E allora bisogna guardarlo con le carte in mano, Romain Zaleski. «E’ un giocatore di ghiaccio», commenta Simeoli. Appena si siede al tavolino, gli occhi azzurri diventano gelidi, impenetrabili. La grinta del giocatore di Borsa. Non muove un muscolo. Un solo tic, mentre si sistema gli occhiali sottili. Di fianco ha un signore: maglietta a fiori e aspetto pacioso. Ma di nuovo non bisogna farsi ingannare: è un armatore norvegese. Intorno al tavolo da bridge si ripetono gli scontri e le alleanze che scuotono la finanza. Sono battaglie meno cruente, non ci si giocano fortune, ma alla fine non tutti la prendono con filosofia: c’è sempre un vincitore. E uno sconfitto. «Mi sono allenato per due mesi con la mia compagna di squadra», sospira Zaleski. Ma perché tanta passione? «Perché il bridge è la vita, c’è tutto in questo gioco». Il segreto per vincere? «Passione e concentrazione». C’è chi racconta che, ai tempi in cui il suo impero fu quasi travolto da 5 miliardi di debiti, Zaleski era in Cina per un torneo.
La donna nuda
Emma Castro ha un’espressione dolce, è cortese e disponibile.
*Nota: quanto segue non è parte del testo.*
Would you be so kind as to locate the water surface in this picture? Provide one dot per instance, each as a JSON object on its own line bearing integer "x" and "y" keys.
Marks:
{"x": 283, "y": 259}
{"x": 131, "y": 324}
Ma anche lei, appena tocca le carte, mette paura: occhi che non si muovono di un millimetro. Solo la mano ogni tanto liscia il vestito. Viene da immaginarla mentre gioca con Fidel e Raul. Ma lei scoppia a ridere: «Loro non sanno nemmeno che cosa sia il bridge». Poi racconta: «L’indole latina e quella del Nord, però, vengono fuori. Noi siamo più espansivi». E torna a quel tavolino che sembra disegnato da uno psicanalista: due avversari stanno seduti uno accanto all’altro, senza mai guardarsi in faccia. Poi una paratia di legno per rendere impossibile ogni comunicazione con i due compagni dall’altra parte.
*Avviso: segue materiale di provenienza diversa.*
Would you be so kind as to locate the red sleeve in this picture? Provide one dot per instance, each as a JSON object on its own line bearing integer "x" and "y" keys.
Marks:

Passione e concentrazione, dunque. E intorno al tavolino nascono migliaia di aneddoti. Come la proverbiale attenzione del campione inglese Terence Rice. Per metterlo alla prova gli fecero girare intorno una modella nuda. «Che cosa hai visto?», gli chiesero alla fine. E lui: «L’asso di fiori».
Disciplina
Ci vuole disciplina: «Faccio sport e training autogeno, bisogna avere nervi d’acciaio e un fisico in forma per stare otto ore al tavolo», racconta Norberto Bocchi, uno degli assi italiani. «Poi una dieta curata e niente doping», spiega Giannarrigo Rona, presidente della Lega Europea del Bridge. Doping? «Sì, non gli anabolizzanti, ma i betabloccanti che rendono più scattante il cervello». E’ il muscolo più utile.
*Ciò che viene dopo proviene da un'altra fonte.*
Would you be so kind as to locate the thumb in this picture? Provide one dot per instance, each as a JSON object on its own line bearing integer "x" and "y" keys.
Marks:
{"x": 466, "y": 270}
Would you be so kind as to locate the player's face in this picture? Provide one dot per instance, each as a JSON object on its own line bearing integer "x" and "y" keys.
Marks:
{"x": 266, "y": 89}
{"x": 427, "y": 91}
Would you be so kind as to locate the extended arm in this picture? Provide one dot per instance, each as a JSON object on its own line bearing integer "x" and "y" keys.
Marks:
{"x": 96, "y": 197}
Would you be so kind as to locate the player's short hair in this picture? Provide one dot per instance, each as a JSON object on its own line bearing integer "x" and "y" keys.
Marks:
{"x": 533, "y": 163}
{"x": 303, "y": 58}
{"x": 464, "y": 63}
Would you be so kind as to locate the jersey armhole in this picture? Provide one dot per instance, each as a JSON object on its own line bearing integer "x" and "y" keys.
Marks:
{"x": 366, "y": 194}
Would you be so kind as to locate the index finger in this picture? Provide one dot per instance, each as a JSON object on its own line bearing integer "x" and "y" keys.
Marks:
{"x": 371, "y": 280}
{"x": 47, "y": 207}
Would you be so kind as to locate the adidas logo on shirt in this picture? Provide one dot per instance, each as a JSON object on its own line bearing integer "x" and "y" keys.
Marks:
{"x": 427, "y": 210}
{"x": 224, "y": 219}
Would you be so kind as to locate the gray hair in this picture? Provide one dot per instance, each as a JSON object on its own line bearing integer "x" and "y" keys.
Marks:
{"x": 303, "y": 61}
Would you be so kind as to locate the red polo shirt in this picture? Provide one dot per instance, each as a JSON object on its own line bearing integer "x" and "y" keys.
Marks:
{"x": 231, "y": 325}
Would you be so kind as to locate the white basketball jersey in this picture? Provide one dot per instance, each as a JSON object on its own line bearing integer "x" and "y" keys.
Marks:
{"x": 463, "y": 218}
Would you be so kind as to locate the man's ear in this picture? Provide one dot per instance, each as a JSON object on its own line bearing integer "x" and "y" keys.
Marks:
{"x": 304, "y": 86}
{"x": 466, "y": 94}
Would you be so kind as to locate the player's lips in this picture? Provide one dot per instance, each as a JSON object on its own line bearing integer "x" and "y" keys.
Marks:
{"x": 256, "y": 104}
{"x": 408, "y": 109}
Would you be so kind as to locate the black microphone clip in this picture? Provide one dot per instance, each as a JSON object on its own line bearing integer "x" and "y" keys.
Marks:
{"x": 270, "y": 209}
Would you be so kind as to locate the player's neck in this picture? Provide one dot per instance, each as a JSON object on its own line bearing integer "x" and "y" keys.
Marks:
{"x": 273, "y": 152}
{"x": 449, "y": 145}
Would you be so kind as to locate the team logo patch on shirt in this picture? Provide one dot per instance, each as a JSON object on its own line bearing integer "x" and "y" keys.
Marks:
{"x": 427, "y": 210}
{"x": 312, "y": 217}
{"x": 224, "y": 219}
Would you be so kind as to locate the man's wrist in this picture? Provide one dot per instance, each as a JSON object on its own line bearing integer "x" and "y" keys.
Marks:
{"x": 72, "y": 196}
Davvero un mondo a parte, il bridge. Con le sue regole. Primo non mettersi in squadra con il consorte. In America le cronache ricordano che un giocatore furente per la sconfitta sparò alla moglie. In Italia una ricca signora veneta stese il marito con una frase: «Tasi ti, che ti xe becco, e se te lo digo mi ti pol star sicuro».